New York Attorney General Eliot Spitzer announced two separate agreements that will help reform billing practices for ambulance services and provide restitution to consumers who were overcharged.
In the first agreement, Vineall Ambulance Co., based in Oneida County, has agreed to reimburse consumers for improperly billing them for the difference between the amount Vineall charges and the amount the consumer’s health plan paid.
In the second agreement, WellCare of New York, a Medicare HMO, has agreed to contact some 5,000 people who used ambulance services between 1998 and 2002 and provide refunds to those who may have been required to pay a portion of a bill for services that was supposed to be covered in full by the health plan.
The agreements follow a lengthy investigation by Spitzer’s office of ambulance service in rural and other areas of the state.
“My office has received numerous complaints from consumers, especially those who live in rural areas, who have been billed improperly for ambulance services,” Spitzer said. “These so-called balance billing practices are wrong, and our action in these cases sends a strong message that we will enforce state and federal law that protects consumers who use this essential emergency service.”
The Vineall case began when the Attorney General’s Health Care Bureau received a complaint from a consumer who received a bill from the company even though his health plan had already paid for the ambulance services. An investigation revealed that Vineall reportedly had a policy of billing consumers with health insurance for the balance between Vineall’s charges and the health plan’s reimbursement rate. Such “balance billing” is prohibited under New York’s “Ambulance Mandate,” which went into effect on Jan. 1, 2002.
The WellCare case began when the Health Care Bureau reportedly received a complaint from a consumer who was billed by an ambulance company for services. The consumer maintained that WellCare was supposed to cover such services in full. An investigation revealed that WellCare was indeed supposed to cover the full cost (except for co-payments and deductibles) of ambulance service by participating ambulance companies. However, the HMO did not have any participating ambulance providers in the entire Hudson Valley region.
WellCare’s subsequent failure to pay the full charges for the non-participating ambulance provider violated federal regulations and state law forbidding deceptive business practices. Since April 2002, federal law, in a provision similar to New York’s Ambulance Mandate, requires Medicare HMOs to pay, and non-participating ambulance providers to accept, Medicare’s approved reimbursement amount for ambulance services as payment in full and prohibits billing consumers for the balance between that amount and the providers charges.

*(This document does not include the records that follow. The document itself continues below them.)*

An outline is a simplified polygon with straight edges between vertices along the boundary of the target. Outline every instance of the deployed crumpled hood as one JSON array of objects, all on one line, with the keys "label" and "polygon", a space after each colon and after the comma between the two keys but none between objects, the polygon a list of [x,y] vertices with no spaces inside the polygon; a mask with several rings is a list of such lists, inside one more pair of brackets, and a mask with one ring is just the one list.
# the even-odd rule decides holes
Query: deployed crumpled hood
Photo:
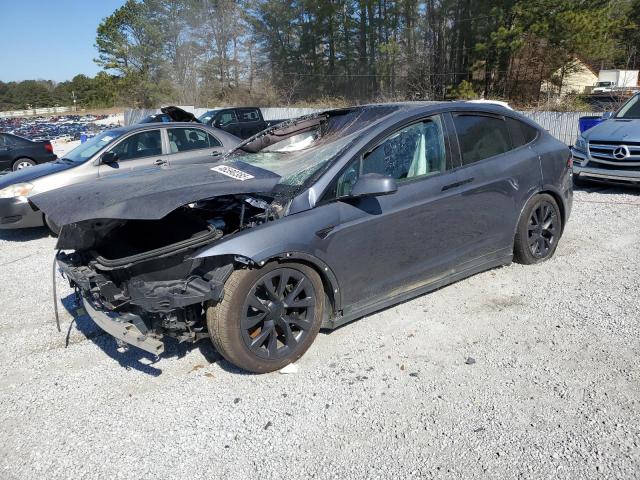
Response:
[{"label": "deployed crumpled hood", "polygon": [[58,188],[29,200],[60,226],[107,218],[158,220],[198,200],[266,193],[279,180],[273,172],[239,161],[153,167]]},{"label": "deployed crumpled hood", "polygon": [[44,177],[45,175],[51,175],[52,173],[58,173],[63,170],[77,167],[79,163],[66,163],[60,160],[49,163],[41,163],[34,167],[23,168],[15,172],[7,173],[6,175],[0,175],[0,188],[8,187],[16,183],[31,182],[37,178]]},{"label": "deployed crumpled hood", "polygon": [[584,132],[587,140],[640,142],[640,120],[611,119]]}]

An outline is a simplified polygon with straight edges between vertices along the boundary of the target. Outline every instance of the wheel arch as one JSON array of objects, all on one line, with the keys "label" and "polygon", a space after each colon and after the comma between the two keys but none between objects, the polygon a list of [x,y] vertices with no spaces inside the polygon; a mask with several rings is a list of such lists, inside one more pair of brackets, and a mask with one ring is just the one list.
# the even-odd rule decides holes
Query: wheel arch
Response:
[{"label": "wheel arch", "polygon": [[522,203],[522,207],[520,208],[520,212],[518,213],[518,220],[516,221],[514,228],[513,228],[513,234],[515,236],[516,231],[518,230],[518,225],[520,224],[520,219],[522,218],[522,214],[524,213],[525,208],[527,208],[527,205],[529,205],[529,202],[537,197],[538,195],[551,195],[551,197],[553,197],[553,199],[556,201],[556,203],[558,204],[558,208],[560,208],[560,218],[562,220],[561,226],[562,226],[562,231],[560,232],[561,234],[564,233],[564,227],[567,223],[567,206],[564,203],[564,200],[562,199],[562,195],[560,194],[559,191],[557,191],[556,189],[554,189],[553,187],[543,187],[540,190],[535,190],[534,192],[532,192],[526,199],[526,201],[524,201]]},{"label": "wheel arch", "polygon": [[[281,253],[271,253],[267,255],[247,255],[242,253],[226,252],[225,256],[231,256],[236,265],[249,265],[262,268],[272,262],[278,263],[300,263],[306,265],[320,276],[326,297],[331,304],[331,312],[334,316],[342,309],[342,292],[336,275],[329,265],[318,257],[300,251],[288,251]],[[216,255],[213,255],[216,256]],[[201,256],[200,258],[206,258]]]}]

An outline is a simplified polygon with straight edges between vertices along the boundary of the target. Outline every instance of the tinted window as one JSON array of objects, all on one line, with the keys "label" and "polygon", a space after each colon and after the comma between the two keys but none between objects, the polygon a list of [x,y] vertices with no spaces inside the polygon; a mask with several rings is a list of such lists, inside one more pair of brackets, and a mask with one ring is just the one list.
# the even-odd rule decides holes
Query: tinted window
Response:
[{"label": "tinted window", "polygon": [[213,135],[199,128],[169,128],[169,151],[171,153],[219,147],[222,144]]},{"label": "tinted window", "polygon": [[119,160],[162,155],[160,130],[150,130],[131,135],[113,147],[111,151],[118,155]]},{"label": "tinted window", "polygon": [[218,125],[220,126],[228,125],[230,123],[235,123],[236,114],[233,113],[232,111],[222,112],[221,114],[218,115],[217,121],[218,121]]},{"label": "tinted window", "polygon": [[520,120],[507,117],[507,125],[511,134],[513,148],[518,148],[533,142],[538,136],[538,131]]},{"label": "tinted window", "polygon": [[625,103],[616,118],[640,118],[640,95],[635,95]]},{"label": "tinted window", "polygon": [[454,115],[463,165],[500,155],[511,150],[507,123],[497,117]]},{"label": "tinted window", "polygon": [[333,195],[349,195],[366,173],[389,175],[402,182],[443,172],[447,169],[444,145],[440,117],[405,127],[353,162],[338,178]]},{"label": "tinted window", "polygon": [[5,136],[0,134],[0,147],[4,147],[5,145]]}]

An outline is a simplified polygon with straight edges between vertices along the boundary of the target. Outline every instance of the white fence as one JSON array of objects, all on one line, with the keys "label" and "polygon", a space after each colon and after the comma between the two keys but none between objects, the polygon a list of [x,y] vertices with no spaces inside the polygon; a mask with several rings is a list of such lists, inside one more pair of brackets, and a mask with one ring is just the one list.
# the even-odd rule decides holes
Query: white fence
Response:
[{"label": "white fence", "polygon": [[0,118],[30,117],[34,115],[56,115],[58,113],[69,113],[73,111],[71,107],[50,107],[32,108],[31,110],[9,110],[0,112]]},{"label": "white fence", "polygon": [[[193,112],[196,117],[202,115],[211,108],[195,108],[193,106],[182,106],[184,110]],[[308,115],[322,111],[317,108],[289,108],[289,107],[269,107],[261,108],[262,115],[265,120],[283,120],[287,118],[296,118],[302,115]],[[127,110],[124,113],[125,125],[138,123],[143,118],[160,113],[160,110]],[[572,145],[578,135],[578,119],[583,116],[599,116],[601,113],[595,112],[538,112],[538,111],[521,111],[521,114],[538,123],[542,128],[547,130],[551,135],[556,137],[566,145]]]}]

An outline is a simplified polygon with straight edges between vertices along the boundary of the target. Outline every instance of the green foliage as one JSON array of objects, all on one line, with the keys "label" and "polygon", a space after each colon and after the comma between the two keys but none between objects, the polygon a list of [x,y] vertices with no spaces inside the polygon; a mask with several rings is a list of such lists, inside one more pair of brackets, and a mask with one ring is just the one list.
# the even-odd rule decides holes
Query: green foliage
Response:
[{"label": "green foliage", "polygon": [[478,94],[473,89],[471,82],[463,80],[456,87],[448,89],[447,98],[451,100],[473,100],[478,98]]},{"label": "green foliage", "polygon": [[0,82],[0,111],[73,105],[74,96],[79,108],[113,107],[122,101],[119,91],[120,79],[105,72],[94,78],[76,75],[57,84],[50,80]]},{"label": "green foliage", "polygon": [[639,25],[640,0],[128,0],[97,30],[105,72],[0,84],[0,102],[522,104],[578,60],[638,68]]}]

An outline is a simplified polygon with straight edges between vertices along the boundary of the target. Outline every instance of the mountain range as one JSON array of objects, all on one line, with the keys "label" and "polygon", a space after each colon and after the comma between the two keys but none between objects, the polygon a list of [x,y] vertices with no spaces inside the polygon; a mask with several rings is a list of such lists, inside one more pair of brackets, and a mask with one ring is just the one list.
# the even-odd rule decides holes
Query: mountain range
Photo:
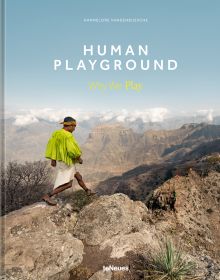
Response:
[{"label": "mountain range", "polygon": [[99,126],[83,145],[86,163],[83,171],[87,180],[95,184],[137,166],[173,164],[182,158],[193,160],[205,149],[217,152],[219,140],[220,126],[205,123],[145,133],[135,133],[120,125]]},{"label": "mountain range", "polygon": [[[6,120],[6,161],[44,159],[47,141],[60,126],[44,120],[27,126],[16,126],[13,122],[13,119]],[[151,129],[142,132],[121,123],[96,125],[94,120],[79,123],[74,133],[83,151],[84,164],[79,169],[88,184],[95,186],[101,180],[120,176],[141,165],[192,159],[207,148],[218,150],[220,125],[187,123],[174,129],[165,129],[167,123],[160,125],[158,129],[152,123]],[[212,147],[207,147],[209,143]]]}]

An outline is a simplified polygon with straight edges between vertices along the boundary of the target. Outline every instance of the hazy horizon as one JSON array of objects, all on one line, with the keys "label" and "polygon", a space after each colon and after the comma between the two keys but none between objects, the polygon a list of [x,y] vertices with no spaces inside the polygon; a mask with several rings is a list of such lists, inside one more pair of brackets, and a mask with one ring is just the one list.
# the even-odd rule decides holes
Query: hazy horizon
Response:
[{"label": "hazy horizon", "polygon": [[14,112],[6,112],[5,118],[13,118],[16,126],[25,126],[33,123],[37,123],[40,120],[49,122],[60,122],[65,116],[72,116],[77,121],[89,121],[92,119],[99,119],[101,123],[106,122],[135,122],[142,121],[148,122],[165,122],[169,119],[194,119],[195,122],[203,120],[204,122],[212,123],[215,117],[220,116],[220,111],[214,110],[198,110],[195,112],[187,111],[170,111],[167,108],[149,108],[145,110],[129,111],[123,110],[108,110],[108,111],[84,111],[82,109],[30,109],[30,110],[18,110]]}]

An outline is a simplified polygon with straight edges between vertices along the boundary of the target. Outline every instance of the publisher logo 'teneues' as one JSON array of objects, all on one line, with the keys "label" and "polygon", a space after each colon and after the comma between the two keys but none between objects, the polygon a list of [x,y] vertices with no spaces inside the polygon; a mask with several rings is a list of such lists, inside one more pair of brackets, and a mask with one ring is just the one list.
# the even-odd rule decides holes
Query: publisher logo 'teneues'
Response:
[{"label": "publisher logo 'teneues'", "polygon": [[104,272],[108,272],[108,271],[129,271],[129,266],[128,265],[125,265],[125,266],[115,266],[115,265],[105,266],[105,265],[103,265],[102,270]]}]

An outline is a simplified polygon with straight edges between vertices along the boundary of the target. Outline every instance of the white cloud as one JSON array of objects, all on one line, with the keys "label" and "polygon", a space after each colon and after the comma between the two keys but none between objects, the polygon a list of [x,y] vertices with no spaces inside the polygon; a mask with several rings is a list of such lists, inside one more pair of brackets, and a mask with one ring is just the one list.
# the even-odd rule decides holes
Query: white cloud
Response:
[{"label": "white cloud", "polygon": [[17,116],[15,116],[14,125],[26,126],[28,124],[37,123],[37,122],[39,122],[39,120],[31,114],[17,115]]},{"label": "white cloud", "polygon": [[113,111],[104,111],[99,113],[99,118],[101,121],[110,121],[116,117]]},{"label": "white cloud", "polygon": [[169,115],[167,108],[151,108],[144,111],[134,111],[130,120],[142,119],[143,122],[162,122]]},{"label": "white cloud", "polygon": [[39,120],[46,120],[49,122],[61,122],[65,116],[73,116],[76,119],[88,120],[91,114],[82,112],[80,109],[30,109],[21,110],[16,116],[14,125],[26,126],[32,123],[39,122]]},{"label": "white cloud", "polygon": [[[189,116],[187,112],[179,112],[182,116]],[[46,120],[50,122],[60,122],[65,116],[72,116],[76,120],[84,121],[91,118],[98,118],[100,122],[134,122],[136,120],[142,120],[144,123],[147,122],[163,122],[168,117],[172,116],[173,112],[170,112],[167,108],[148,108],[145,110],[134,110],[128,111],[122,109],[121,111],[102,111],[102,112],[88,112],[77,109],[31,109],[20,111],[15,116],[14,125],[26,126],[32,123],[37,123],[40,120]],[[193,116],[193,113],[190,114]],[[202,118],[204,121],[212,122],[213,110],[199,110],[194,113],[195,117]]]},{"label": "white cloud", "polygon": [[100,119],[103,121],[116,120],[118,122],[134,122],[141,119],[143,122],[162,122],[169,115],[167,108],[150,108],[145,110],[128,111],[126,109],[120,112],[102,112]]},{"label": "white cloud", "polygon": [[14,124],[17,126],[25,126],[36,123],[39,120],[50,122],[60,122],[65,116],[73,116],[78,121],[89,120],[93,117],[98,117],[101,122],[117,121],[117,122],[134,122],[141,119],[143,122],[162,122],[169,111],[166,108],[151,108],[143,111],[128,111],[123,109],[118,112],[103,111],[103,112],[85,112],[81,109],[31,109],[20,111],[15,116]]},{"label": "white cloud", "polygon": [[213,121],[213,109],[199,110],[196,112],[196,116],[203,117],[205,120],[212,122]]},{"label": "white cloud", "polygon": [[129,113],[126,109],[121,110],[121,112],[117,113],[116,120],[118,122],[124,122],[129,118],[129,115],[132,113]]}]

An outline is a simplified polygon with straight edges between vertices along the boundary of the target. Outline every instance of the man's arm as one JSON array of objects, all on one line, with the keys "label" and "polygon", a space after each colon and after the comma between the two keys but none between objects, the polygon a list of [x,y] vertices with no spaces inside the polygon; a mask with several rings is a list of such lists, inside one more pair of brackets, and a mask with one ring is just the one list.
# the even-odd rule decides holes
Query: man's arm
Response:
[{"label": "man's arm", "polygon": [[69,157],[71,157],[74,160],[77,160],[79,163],[82,164],[82,159],[81,159],[82,152],[80,150],[79,145],[77,144],[76,140],[73,137],[67,138],[66,148]]}]

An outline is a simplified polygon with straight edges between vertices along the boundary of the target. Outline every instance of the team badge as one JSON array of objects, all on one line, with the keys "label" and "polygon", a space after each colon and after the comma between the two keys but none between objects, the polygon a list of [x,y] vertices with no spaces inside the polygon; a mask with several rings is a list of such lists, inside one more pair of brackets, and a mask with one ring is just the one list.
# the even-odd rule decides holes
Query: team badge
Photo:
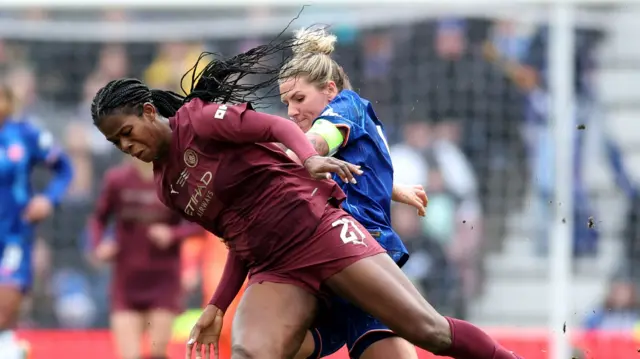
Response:
[{"label": "team badge", "polygon": [[195,167],[198,165],[198,155],[190,148],[184,151],[184,163],[189,167]]},{"label": "team badge", "polygon": [[24,158],[24,147],[12,144],[7,148],[7,157],[13,162],[19,162]]}]

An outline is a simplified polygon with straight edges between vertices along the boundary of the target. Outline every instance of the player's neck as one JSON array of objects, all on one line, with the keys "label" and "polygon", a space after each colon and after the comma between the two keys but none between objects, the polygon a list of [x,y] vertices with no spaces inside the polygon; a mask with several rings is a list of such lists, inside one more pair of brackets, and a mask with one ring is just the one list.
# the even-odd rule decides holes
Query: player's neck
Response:
[{"label": "player's neck", "polygon": [[140,162],[136,163],[135,167],[138,176],[140,176],[143,181],[148,182],[153,180],[153,164]]},{"label": "player's neck", "polygon": [[164,158],[169,154],[169,150],[171,149],[171,142],[173,137],[173,131],[171,130],[171,126],[169,125],[169,119],[165,117],[158,116],[158,125],[162,127],[163,131],[162,135],[162,145],[158,148],[158,155],[153,159],[154,162],[162,162]]}]

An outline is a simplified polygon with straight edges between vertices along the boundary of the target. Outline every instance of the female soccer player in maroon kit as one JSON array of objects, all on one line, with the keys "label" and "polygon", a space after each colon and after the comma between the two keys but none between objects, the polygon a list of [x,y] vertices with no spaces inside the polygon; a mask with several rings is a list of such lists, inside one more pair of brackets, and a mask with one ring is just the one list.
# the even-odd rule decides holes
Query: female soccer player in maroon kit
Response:
[{"label": "female soccer player in maroon kit", "polygon": [[[115,238],[103,240],[112,219]],[[91,239],[98,259],[114,261],[111,329],[122,359],[141,358],[145,329],[149,359],[166,358],[173,320],[182,310],[179,241],[202,232],[158,200],[150,164],[131,159],[105,175]]]},{"label": "female soccer player in maroon kit", "polygon": [[[516,358],[468,323],[452,331],[371,235],[339,208],[344,193],[338,185],[318,180],[334,172],[356,183],[357,166],[319,156],[289,120],[255,112],[248,103],[231,105],[255,91],[239,81],[243,77],[275,75],[267,81],[277,81],[280,64],[269,69],[261,60],[273,59],[283,44],[214,60],[186,98],[120,79],[98,91],[92,104],[94,122],[109,141],[154,163],[161,200],[227,240],[229,277],[244,279],[248,268],[232,358],[293,357],[326,290],[438,355]],[[291,149],[303,166],[272,142]],[[197,343],[198,358],[203,349],[210,357],[225,305],[239,290],[235,284],[242,284],[236,279],[220,284],[222,292],[194,326],[188,351]]]}]

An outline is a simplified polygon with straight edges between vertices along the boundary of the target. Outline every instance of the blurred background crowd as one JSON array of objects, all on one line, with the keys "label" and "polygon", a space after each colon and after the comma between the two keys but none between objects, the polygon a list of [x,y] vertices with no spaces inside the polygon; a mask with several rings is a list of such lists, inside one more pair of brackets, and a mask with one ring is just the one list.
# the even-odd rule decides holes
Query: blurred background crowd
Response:
[{"label": "blurred background crowd", "polygon": [[[255,24],[272,11],[248,11],[247,21]],[[0,12],[0,21],[128,24],[208,16],[214,14],[38,10]],[[393,208],[394,227],[412,252],[406,273],[444,314],[481,324],[544,325],[548,308],[540,302],[547,300],[548,223],[555,206],[547,27],[486,17],[431,17],[366,28],[339,24],[332,31],[339,38],[336,60],[386,125],[396,181],[422,184],[430,198],[425,219],[408,207]],[[110,42],[1,34],[0,74],[17,94],[19,116],[50,130],[76,171],[65,201],[39,229],[36,285],[21,326],[106,327],[110,270],[88,250],[86,220],[104,172],[122,157],[92,126],[93,95],[123,76],[180,91],[189,85],[189,79],[181,83],[181,75],[200,52],[233,55],[273,35]],[[609,230],[599,216],[608,207],[594,200],[584,169],[590,152],[583,148],[594,142],[589,133],[604,121],[594,73],[605,38],[599,30],[576,32],[573,253],[577,296],[587,297],[575,321],[594,329],[631,329],[640,319],[635,288],[640,199],[616,141],[597,136],[602,171],[612,174],[631,204],[617,212],[620,224]],[[286,117],[277,98],[264,110]],[[36,183],[45,179],[44,173],[35,176]],[[594,226],[587,225],[590,217]],[[185,288],[190,305],[200,307],[201,276],[188,270],[193,268],[189,260]],[[599,270],[601,264],[605,271]],[[496,293],[505,288],[516,291],[511,299],[516,303],[496,303]]]}]

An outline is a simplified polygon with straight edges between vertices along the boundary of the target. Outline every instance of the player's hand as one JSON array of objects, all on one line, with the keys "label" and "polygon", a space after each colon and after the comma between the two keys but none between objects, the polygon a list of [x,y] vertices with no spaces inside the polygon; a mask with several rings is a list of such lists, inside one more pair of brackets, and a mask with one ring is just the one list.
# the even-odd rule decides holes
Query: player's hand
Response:
[{"label": "player's hand", "polygon": [[118,244],[113,241],[102,241],[95,249],[95,256],[101,262],[112,260],[118,253]]},{"label": "player's hand", "polygon": [[222,331],[222,319],[224,313],[215,305],[207,305],[204,312],[198,318],[198,321],[191,329],[189,341],[187,342],[186,359],[193,358],[195,348],[195,358],[202,359],[204,347],[204,358],[211,358],[211,347],[213,346],[213,357],[219,359],[220,348],[218,341],[220,340],[220,332]]},{"label": "player's hand", "polygon": [[317,179],[331,179],[331,173],[335,173],[344,182],[356,184],[354,173],[362,174],[360,166],[341,161],[333,157],[311,156],[304,161],[304,168]]},{"label": "player's hand", "polygon": [[173,244],[173,232],[166,224],[153,224],[147,232],[149,239],[160,249],[167,249]]},{"label": "player's hand", "polygon": [[37,195],[31,198],[27,204],[27,208],[23,213],[23,218],[29,223],[40,222],[49,217],[53,212],[53,203],[43,195]]},{"label": "player's hand", "polygon": [[418,210],[418,216],[424,217],[427,214],[427,205],[429,197],[424,191],[422,185],[393,185],[393,200],[415,207]]}]

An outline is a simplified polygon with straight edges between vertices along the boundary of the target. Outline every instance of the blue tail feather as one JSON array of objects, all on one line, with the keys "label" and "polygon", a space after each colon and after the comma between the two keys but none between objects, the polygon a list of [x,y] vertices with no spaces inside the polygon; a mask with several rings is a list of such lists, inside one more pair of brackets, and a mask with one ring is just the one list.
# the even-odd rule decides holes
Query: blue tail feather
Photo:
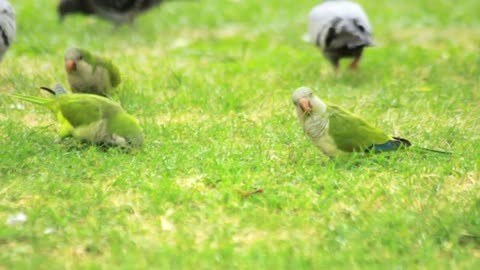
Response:
[{"label": "blue tail feather", "polygon": [[367,153],[382,153],[389,151],[396,151],[400,148],[409,147],[412,145],[410,141],[403,138],[393,137],[394,140],[390,140],[383,144],[374,144],[368,147],[365,152]]},{"label": "blue tail feather", "polygon": [[[396,151],[401,148],[406,148],[412,146],[412,143],[404,138],[399,138],[399,137],[393,137],[394,140],[390,140],[384,144],[374,144],[368,147],[365,152],[367,153],[382,153],[382,152],[389,152],[389,151]],[[428,149],[428,148],[423,148],[423,147],[415,147],[415,149],[419,149],[421,151],[427,151],[427,152],[434,152],[434,153],[439,153],[439,154],[446,154],[446,155],[451,155],[452,152],[445,152],[441,150],[434,150],[434,149]]]}]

Vineall, which serves customers in the Utica-Rome area, has already identified several consumers who were improperly billed and has begun making restitution to them. Consumers who believe they were improperly billed by Vineall and have not received a refund can submit complaints to the company for a period of 90 days. Vineall has also paid $2,000 in penalties and costs.
WellCare will send over 5,000 letters to its Medicare enrollees who used ambulance services from Jan. 1, 1998 to March 31, 2002 to determine which consumers paid for ambulance charges that WellCare should have covered in full. The company will make restitution to those consumers, who are believed to live mainly in the mid-Hudson region. In addition, WellCare has also agreed to pay $60,000 in penalties and costs.
Spitzer commended both Vineall and WellCare, which is now under new management, for cooperating with his office to promptly resolve these matters.
An investigation of ambulance service balance billing and reimbursement practices across the state is continuing.